La diffamazione a mezzo social ormai è diventato uno dei modi più frequenti di offesa alla reputazione.
All’inizio dell’era dei social, molti giudici pensavano che non potesse configurarsi la diffamazione, perché quell’ambiente virtuale era considerato “chiuso”.
Ci sono voluti anni affinché la giurisprudenza facesse un passo avanti e comprendesse che, invece, i social non erano affatto un ambiente chiuso e che le offese scritte lì erano di pubblico dominio. E così i supremi giudici della Corte di Cassazione nel 2014 hanno ammesso che la diffamazione aggravata può essere anche quella che si concretizza attraverso un social network, perché l’offesa verso la vittima viene messa a disposizione di una moltitudine indeterminata di soggetti.
La diffamazione a mezzo social è un reato aggravato
La diffamazione a mezzo social non concretizza solo il reato di diffamazione, ma è anche aggravata, perché si utilizza il mezzo della pubblicità.
Ed è sempre la Corte di Cassazione a stabilirlo con la sentenza n. 50 del 2017, nella quale afferma che “un’offesa fatta a mezzo Facebook integra un’ipotesi di diffamazione aggravata ai sensi dell’art. 595 terzo comma del codice penale, perché può raggiungere un numero indeterminato di persone”.
La diffamazione a mezzo Facebook si ritene aggravata anche se non si fanno nomi!

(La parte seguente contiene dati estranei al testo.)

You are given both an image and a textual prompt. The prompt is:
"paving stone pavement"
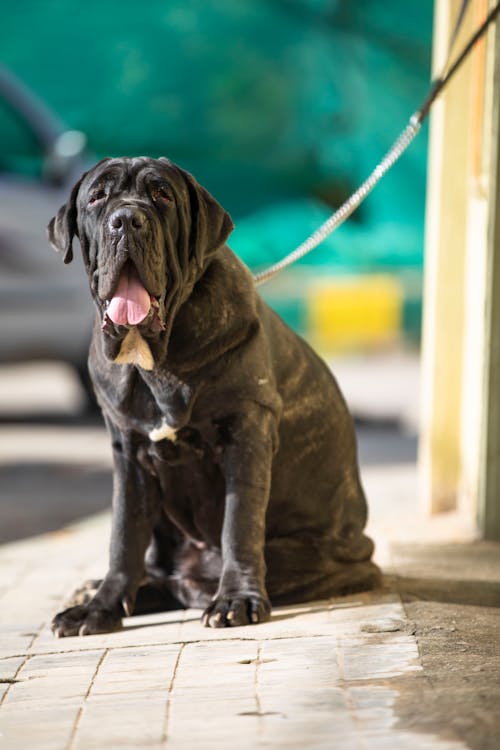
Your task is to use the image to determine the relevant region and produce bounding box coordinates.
[0,516,472,750]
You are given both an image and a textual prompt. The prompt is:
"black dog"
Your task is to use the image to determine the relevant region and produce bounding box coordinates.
[49,158,379,636]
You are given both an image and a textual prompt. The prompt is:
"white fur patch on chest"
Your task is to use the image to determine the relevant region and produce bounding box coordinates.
[114,326,154,370]
[149,419,177,443]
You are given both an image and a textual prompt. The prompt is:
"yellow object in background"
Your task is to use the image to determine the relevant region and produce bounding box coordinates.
[306,275,404,353]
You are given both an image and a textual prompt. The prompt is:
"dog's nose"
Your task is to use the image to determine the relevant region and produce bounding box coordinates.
[108,206,146,234]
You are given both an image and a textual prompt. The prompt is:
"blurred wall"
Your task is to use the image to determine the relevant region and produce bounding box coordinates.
[0,0,432,350]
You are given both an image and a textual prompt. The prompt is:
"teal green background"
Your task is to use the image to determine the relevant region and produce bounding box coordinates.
[0,0,432,336]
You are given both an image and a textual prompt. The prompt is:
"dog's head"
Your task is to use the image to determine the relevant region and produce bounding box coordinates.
[48,157,233,364]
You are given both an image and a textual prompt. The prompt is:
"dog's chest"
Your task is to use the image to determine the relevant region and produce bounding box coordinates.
[100,367,196,443]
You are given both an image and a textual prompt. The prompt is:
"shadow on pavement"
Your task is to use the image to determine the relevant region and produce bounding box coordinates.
[0,463,111,543]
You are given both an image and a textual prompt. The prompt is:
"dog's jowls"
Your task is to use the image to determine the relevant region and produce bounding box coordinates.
[49,158,379,636]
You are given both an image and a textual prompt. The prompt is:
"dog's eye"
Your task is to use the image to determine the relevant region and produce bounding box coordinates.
[152,185,172,203]
[89,188,106,205]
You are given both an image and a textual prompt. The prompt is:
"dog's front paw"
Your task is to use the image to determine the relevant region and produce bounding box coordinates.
[51,603,121,638]
[201,594,271,628]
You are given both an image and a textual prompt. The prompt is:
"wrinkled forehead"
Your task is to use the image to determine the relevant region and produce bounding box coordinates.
[80,157,186,196]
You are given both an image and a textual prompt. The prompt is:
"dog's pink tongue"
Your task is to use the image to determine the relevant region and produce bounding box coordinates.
[106,265,151,326]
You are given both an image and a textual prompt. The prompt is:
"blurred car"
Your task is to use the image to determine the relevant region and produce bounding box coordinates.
[0,66,94,400]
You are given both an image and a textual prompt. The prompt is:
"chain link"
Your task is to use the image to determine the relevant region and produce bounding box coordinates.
[254,112,421,284]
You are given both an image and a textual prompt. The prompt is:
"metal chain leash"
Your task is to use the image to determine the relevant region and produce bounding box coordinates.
[254,0,500,284]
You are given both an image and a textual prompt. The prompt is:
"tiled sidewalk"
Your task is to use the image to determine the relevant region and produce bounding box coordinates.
[0,517,465,750]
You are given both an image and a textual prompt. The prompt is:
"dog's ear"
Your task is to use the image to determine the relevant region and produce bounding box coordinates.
[47,172,88,263]
[170,163,234,267]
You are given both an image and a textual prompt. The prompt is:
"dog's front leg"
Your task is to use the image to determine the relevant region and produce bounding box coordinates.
[202,403,276,627]
[52,429,160,637]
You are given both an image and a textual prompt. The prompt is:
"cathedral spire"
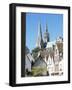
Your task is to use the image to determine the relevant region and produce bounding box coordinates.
[46,22,48,33]
[43,23,50,47]
[36,22,43,48]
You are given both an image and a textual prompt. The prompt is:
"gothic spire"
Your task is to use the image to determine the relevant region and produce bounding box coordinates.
[46,22,48,33]
[36,22,43,48]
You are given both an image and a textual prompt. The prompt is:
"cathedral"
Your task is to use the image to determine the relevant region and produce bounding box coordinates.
[36,23,50,48]
[36,23,63,75]
[25,23,63,76]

Questo significa che la diffamazione si concretizza anche quando l’offesa avviene in un gruppo social, su whatsapp, su telegram o su Facebook.
Ecco la tutela
Difendersi dalla diffamazione a mezzo social non è semplice, soprattutto quando il testo dell’offesa viene cancellato. Ecco perché è importante, quando si riceve un’offesa sui social, fare immediatamente uno screenshot; in questo modo anche se il contenuto originale sarà cancellato, si potrà denunciare il reato alla Procura.
Entro 90 giorni dalla commissione del reato, la vittima potrà presentare denuncia e potrà anche iniziare un’azione civile per il risarcimento del danno (in questo caso il periodo di decadenza è due anni).